Under the Hood of Your Blog: Tags vs. Categories

When you start writing a blog post, the process is pretty easy to grasp right off the bat. You give your post a title. You type the main text (like what you’re reading now). Then things get a little stickier. You can select categories your post falls under. You can also create tags and attach them to your post. Understanding categories and tags seems to be a common speed bump people encounter when they first start blogging. You may gather from the names “category” and “tag” that they are meant to be some means of organizing your blog, but how? Are they different? How do you know when to use a category versus a tag?

While no analogy is perfect, I’ve got one that might help clear up some of the confusion. If your blog was a book, it would probably have chapters. And let’s suppose you gave each chapter a title. When a new person picks up your book, they could look at the table of contents and quickly scan the chapter titles to get an idea of what you talk about in your book. A book on earth science might include chapters like Geology, Oceanology, and Meteorology.

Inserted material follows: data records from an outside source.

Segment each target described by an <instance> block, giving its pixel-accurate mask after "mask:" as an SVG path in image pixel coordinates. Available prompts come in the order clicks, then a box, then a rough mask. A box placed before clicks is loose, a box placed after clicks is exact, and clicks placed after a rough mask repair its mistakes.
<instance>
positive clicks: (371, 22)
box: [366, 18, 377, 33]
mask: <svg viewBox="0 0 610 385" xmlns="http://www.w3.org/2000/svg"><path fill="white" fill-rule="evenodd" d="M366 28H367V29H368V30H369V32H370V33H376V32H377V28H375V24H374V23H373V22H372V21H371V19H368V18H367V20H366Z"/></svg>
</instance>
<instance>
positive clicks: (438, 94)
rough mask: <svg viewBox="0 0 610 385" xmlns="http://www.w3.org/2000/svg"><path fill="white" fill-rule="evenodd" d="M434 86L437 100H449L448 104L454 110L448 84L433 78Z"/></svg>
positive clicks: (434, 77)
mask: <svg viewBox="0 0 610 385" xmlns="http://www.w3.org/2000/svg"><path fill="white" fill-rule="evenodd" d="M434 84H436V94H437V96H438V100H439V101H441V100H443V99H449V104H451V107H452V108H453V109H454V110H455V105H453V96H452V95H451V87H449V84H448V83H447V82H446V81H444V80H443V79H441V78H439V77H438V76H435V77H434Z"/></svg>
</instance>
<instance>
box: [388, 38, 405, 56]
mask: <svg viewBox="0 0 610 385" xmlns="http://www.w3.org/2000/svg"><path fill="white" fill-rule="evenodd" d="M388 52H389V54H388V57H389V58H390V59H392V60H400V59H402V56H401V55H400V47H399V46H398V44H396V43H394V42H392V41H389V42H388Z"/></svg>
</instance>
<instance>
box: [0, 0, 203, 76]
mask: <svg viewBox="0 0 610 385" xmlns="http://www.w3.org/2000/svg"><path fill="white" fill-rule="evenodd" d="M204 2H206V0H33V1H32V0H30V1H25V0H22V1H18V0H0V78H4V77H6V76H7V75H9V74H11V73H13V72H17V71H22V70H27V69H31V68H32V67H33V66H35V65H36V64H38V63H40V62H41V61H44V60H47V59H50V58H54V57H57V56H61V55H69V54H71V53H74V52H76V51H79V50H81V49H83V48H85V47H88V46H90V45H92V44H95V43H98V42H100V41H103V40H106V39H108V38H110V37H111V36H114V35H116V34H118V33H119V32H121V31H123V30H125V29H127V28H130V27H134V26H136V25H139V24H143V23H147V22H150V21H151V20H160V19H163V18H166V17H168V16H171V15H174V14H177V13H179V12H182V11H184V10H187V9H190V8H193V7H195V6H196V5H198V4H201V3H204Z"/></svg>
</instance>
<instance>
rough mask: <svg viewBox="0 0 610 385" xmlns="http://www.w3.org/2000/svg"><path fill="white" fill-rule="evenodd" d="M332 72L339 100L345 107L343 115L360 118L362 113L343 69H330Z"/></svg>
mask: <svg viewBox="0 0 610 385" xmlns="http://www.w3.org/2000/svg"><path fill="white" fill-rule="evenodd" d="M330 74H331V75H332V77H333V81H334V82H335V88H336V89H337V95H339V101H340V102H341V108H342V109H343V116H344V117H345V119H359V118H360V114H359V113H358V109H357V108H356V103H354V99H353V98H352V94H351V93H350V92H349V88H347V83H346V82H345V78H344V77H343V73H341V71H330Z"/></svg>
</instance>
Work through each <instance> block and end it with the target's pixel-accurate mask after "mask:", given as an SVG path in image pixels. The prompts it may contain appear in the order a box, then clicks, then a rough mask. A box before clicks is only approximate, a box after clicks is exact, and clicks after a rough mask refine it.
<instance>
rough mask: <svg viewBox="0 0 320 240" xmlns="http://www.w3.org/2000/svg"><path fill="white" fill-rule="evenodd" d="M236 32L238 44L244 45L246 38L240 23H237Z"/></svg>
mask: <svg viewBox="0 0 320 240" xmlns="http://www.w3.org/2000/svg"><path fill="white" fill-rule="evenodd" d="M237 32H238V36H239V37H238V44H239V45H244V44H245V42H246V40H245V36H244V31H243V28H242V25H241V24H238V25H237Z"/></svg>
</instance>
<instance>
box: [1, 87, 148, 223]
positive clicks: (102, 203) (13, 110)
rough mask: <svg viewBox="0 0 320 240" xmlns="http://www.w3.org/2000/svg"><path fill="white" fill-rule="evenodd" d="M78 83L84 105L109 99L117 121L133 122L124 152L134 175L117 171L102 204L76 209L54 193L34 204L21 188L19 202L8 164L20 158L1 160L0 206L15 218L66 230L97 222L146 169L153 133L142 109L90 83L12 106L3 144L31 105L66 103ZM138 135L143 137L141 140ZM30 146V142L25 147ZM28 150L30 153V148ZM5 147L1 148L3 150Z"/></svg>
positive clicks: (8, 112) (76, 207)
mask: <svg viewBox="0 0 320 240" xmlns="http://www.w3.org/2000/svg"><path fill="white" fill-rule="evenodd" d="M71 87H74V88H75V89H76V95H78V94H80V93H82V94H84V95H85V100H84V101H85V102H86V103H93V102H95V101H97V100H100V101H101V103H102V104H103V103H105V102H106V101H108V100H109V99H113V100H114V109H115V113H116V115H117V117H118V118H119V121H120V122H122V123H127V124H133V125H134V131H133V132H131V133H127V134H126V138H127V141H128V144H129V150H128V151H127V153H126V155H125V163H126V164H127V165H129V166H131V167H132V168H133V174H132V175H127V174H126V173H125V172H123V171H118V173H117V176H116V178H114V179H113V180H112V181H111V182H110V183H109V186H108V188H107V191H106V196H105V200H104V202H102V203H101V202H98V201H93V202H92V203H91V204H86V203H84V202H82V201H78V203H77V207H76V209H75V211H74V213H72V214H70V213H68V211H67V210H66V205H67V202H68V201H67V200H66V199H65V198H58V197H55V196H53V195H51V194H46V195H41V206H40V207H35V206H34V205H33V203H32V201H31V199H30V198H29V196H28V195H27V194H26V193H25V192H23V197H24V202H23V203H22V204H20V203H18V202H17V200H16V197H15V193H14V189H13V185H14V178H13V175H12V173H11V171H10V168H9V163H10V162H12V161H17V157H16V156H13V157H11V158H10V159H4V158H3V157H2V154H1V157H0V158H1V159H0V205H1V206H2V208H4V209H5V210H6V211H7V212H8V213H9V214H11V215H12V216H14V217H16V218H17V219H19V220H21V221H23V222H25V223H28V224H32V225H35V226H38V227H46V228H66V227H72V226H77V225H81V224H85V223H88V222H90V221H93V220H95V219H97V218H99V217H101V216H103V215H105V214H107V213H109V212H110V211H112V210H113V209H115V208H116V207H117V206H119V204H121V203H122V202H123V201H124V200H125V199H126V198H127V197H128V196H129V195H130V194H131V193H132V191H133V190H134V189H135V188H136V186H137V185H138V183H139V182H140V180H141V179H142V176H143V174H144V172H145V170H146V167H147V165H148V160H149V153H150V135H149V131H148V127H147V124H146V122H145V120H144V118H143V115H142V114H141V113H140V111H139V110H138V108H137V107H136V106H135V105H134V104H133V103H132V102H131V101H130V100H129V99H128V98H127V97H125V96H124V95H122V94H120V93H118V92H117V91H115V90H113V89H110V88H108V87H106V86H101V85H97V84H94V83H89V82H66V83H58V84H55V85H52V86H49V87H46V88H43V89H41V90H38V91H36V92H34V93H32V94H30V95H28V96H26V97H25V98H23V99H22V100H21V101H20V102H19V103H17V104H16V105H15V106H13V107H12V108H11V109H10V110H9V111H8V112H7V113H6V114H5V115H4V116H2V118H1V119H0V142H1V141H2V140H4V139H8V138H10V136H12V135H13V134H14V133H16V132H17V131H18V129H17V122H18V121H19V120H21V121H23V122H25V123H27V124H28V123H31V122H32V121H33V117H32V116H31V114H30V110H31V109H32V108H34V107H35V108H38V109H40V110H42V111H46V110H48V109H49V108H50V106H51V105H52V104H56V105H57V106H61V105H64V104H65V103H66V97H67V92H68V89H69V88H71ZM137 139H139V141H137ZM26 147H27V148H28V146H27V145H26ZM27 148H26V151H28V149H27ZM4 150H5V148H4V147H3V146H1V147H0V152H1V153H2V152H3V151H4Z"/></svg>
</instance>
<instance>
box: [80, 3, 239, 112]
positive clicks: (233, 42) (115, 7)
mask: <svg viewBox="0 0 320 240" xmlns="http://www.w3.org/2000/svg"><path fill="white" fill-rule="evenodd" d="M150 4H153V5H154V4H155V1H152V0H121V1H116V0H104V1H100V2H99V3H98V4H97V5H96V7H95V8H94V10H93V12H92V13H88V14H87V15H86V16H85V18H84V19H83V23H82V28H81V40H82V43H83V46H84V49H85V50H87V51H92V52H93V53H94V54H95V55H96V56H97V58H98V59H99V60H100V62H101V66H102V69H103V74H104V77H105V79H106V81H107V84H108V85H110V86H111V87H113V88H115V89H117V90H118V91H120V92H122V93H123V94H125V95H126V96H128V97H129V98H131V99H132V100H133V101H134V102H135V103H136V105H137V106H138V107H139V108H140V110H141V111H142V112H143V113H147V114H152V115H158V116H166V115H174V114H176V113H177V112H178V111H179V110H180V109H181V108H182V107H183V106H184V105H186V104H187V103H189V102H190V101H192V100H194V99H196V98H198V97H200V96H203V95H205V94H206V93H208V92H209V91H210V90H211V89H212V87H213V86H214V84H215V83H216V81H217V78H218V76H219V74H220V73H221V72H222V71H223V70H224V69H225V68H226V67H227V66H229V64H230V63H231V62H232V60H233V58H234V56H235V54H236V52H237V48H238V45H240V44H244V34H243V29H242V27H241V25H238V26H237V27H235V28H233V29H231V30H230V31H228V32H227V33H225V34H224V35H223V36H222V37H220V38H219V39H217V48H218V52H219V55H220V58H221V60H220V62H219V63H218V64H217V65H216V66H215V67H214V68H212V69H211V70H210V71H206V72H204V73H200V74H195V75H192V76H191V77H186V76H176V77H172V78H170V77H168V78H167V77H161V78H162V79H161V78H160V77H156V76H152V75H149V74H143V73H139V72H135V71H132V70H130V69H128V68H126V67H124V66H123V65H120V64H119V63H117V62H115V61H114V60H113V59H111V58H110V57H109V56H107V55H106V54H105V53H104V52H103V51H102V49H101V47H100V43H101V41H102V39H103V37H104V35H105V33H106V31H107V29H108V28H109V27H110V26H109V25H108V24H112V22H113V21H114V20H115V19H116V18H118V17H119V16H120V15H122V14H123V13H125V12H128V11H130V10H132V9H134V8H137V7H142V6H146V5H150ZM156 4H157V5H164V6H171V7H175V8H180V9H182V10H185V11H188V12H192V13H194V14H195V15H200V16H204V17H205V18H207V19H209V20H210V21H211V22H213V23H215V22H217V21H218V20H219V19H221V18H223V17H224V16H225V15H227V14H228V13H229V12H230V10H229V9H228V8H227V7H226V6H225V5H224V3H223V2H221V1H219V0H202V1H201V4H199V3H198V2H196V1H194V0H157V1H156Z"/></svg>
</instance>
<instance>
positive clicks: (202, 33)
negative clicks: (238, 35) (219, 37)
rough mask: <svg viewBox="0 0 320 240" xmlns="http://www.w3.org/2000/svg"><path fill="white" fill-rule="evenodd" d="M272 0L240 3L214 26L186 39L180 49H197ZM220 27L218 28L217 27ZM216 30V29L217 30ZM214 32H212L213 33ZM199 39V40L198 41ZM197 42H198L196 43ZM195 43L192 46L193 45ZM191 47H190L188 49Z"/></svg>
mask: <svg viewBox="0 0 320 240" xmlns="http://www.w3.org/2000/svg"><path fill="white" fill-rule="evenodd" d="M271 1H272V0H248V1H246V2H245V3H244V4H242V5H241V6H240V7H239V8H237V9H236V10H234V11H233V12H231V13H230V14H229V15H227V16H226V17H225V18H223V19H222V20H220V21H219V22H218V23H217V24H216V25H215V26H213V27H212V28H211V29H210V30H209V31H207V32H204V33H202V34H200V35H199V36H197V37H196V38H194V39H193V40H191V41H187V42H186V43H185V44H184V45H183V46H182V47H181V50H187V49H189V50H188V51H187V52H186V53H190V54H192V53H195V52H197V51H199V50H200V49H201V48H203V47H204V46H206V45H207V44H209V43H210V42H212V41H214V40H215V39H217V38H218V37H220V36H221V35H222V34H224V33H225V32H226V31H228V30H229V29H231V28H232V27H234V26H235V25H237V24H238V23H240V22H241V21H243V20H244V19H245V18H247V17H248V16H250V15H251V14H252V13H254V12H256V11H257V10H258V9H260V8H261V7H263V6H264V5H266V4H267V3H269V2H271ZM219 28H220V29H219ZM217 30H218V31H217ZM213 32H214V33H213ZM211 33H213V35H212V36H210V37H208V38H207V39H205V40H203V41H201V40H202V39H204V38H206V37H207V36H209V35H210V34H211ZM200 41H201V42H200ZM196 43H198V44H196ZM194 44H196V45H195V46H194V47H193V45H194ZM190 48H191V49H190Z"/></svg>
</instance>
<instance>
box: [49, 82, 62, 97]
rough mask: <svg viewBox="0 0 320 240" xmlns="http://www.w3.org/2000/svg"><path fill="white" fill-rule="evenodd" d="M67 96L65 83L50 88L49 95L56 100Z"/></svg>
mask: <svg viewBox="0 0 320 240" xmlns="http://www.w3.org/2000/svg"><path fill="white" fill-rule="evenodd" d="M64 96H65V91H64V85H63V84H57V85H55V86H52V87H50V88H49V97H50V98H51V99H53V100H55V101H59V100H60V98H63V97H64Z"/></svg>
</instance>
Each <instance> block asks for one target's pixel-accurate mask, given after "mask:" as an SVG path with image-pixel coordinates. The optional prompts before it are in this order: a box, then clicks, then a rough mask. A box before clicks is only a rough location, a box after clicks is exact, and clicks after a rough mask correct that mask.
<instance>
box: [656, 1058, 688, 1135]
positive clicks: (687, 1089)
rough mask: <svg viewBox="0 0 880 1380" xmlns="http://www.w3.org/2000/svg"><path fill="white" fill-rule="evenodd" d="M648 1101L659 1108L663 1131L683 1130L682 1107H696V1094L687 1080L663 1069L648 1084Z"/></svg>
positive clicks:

If a reader is particularly interested in Oceanology, they could jump right to that chapter and start reading. The chapter titles are the categories of your blog. It’s a way of describing the organization of your blog from a big picture perspective. On our blog, the post you’re reading right now is under the category: Web.

Other people may come at your book in a different way. They have a specific topic in mind, and they only want to look at the places where you talk about that word in the book. If all I care about is plate tectonics, then I don’t need to look at the table of contents. It’s faster to look in the index to see where you mention plate tectonics and go straight to those pages. When you create a tag in your blog, it’s like putting that tag in the index at the back of a book. And when I click on a tag on your blog, I’ll get a list of all the posts where you have used that tag. This post is tagged with the word: blogging.

So how did that analogy hold up? After reading this do you have a better grasp on tags and categories?